Те, разумеется, ему не ответили. И не только из-за боязни малознакомого еще сержанта, который очень даже становился неким Господом. Во всяком случае, в ближайшее время. Но еще больше их бросала в оторопь стремительная смена обстановки. Даже в таком юном виде с пластическим сознанием это было чрезмерно. Требовалось хотя бы чуть-чуть обдумать произошедшее и решать, как и где они будут жить и служить.

Я же лихорадочно поискал в мозговых закоулках всю информацию о методах и технологиях зарядки. Их было много, но требовалось найти лучшее и причем не очень тяжелое. Ведь, как это бывает всегда, морально запачкаешься сразу, будешь потом чиститься всю армейскую жизнь. Оно мне надо.

Между тем Кормилец, решив, что прелюдий достаточно, скомандовал:

— Внимание, рота подъем!

Новобранцы, еще почти не готовые к этому практически, хотя знакомые теоретически, хотя бы по тем же художественным фильмам, что такое солдатская побудка, начали лихорадочно, хотя и неумело одеваться и выбегать в большой санузел, состоящий, как всегда, из туалетов и умывочной.

Малов некоторое время с любопытством наблюдающий за суетой, отвлекся на меня:

— Рядовой Ломаев, кормилец, разрешаю вам уже командовать. Удиви меня до изумления!

Ха, разрешает он. И чего де здесь командовать?

Здесь туалет в шесть очков, там умывалка в шесть кранов. И что де я придумаю, что я ребятам скажу?

Модернизация процесса в сей момент была минимальная. Я сам вышиб вторую дверь, почему-то закрытую. Ребятам приходилось вбегать и выбегать в один узкий вход, что обязательно вызывало ненужную сутолоку и нервотрепку.

Да, еще успокоил пару раз тех сволочных драчунов, которым все было плохо.

А что я еще мог сделать? Я, между прочем, такой же рядовой необученный, как и все. И возможностей у меня дополнительных никаких нет, и самому надо в туалет и умыться.
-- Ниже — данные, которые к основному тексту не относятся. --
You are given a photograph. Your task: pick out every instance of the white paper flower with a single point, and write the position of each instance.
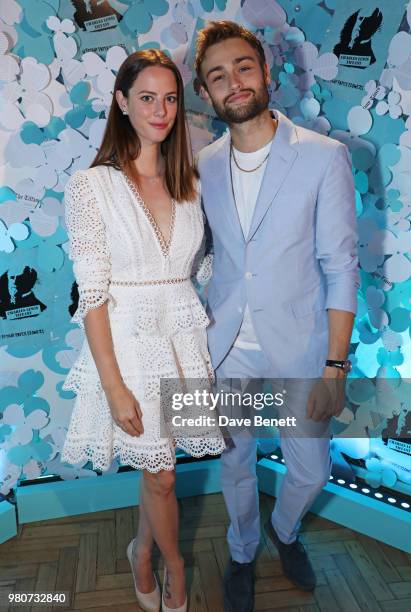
(102, 71)
(396, 268)
(71, 69)
(399, 62)
(325, 66)
(56, 25)
(74, 339)
(310, 108)
(390, 106)
(83, 149)
(10, 13)
(374, 92)
(9, 66)
(32, 469)
(23, 425)
(35, 105)
(359, 123)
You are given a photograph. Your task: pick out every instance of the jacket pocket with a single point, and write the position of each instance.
(308, 304)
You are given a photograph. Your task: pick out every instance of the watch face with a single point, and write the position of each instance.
(347, 366)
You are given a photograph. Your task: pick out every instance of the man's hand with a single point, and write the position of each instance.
(327, 398)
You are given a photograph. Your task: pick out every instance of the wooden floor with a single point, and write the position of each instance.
(85, 555)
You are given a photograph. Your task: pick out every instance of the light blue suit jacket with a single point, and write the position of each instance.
(299, 258)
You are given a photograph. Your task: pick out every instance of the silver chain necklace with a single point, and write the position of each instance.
(243, 169)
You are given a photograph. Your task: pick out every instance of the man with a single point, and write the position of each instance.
(279, 200)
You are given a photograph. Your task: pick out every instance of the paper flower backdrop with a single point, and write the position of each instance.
(56, 84)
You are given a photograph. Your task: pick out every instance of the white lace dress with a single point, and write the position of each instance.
(157, 321)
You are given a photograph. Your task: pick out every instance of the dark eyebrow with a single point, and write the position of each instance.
(153, 93)
(237, 60)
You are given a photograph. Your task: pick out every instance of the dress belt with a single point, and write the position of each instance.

Но как-то опростались и умылись без сутолоки и кутерьмы в сравнительно короткий срок. В норму, во всяком случае, уложились и замечания от Кормильца не получили, и то хорошо. Здесь ведь не в замечании дело. Конечно, с ехидной улыбкой и подколкой, да при всех, это морально очень неприятно и неудобно.

Но главное, довеском к замечанию было наказание. И не весть новые они или старые, а что это физические наказания!

Ну а потом на улицу, в ноябрьскую холодину. Еще раз, слава Богу, это Германия, а не нашенская Сибирь. Здесь зимой не жуткий мороз, а всего лишь слякоть. Но все равно, с учетом, что мы выбежали голые по пояс, так сказать топлес, ха-ха. Но даже сырой промозглый ветер был уже достаточен, чтобы ребята стали стремительно синеть. Не дай Боже, заболеют!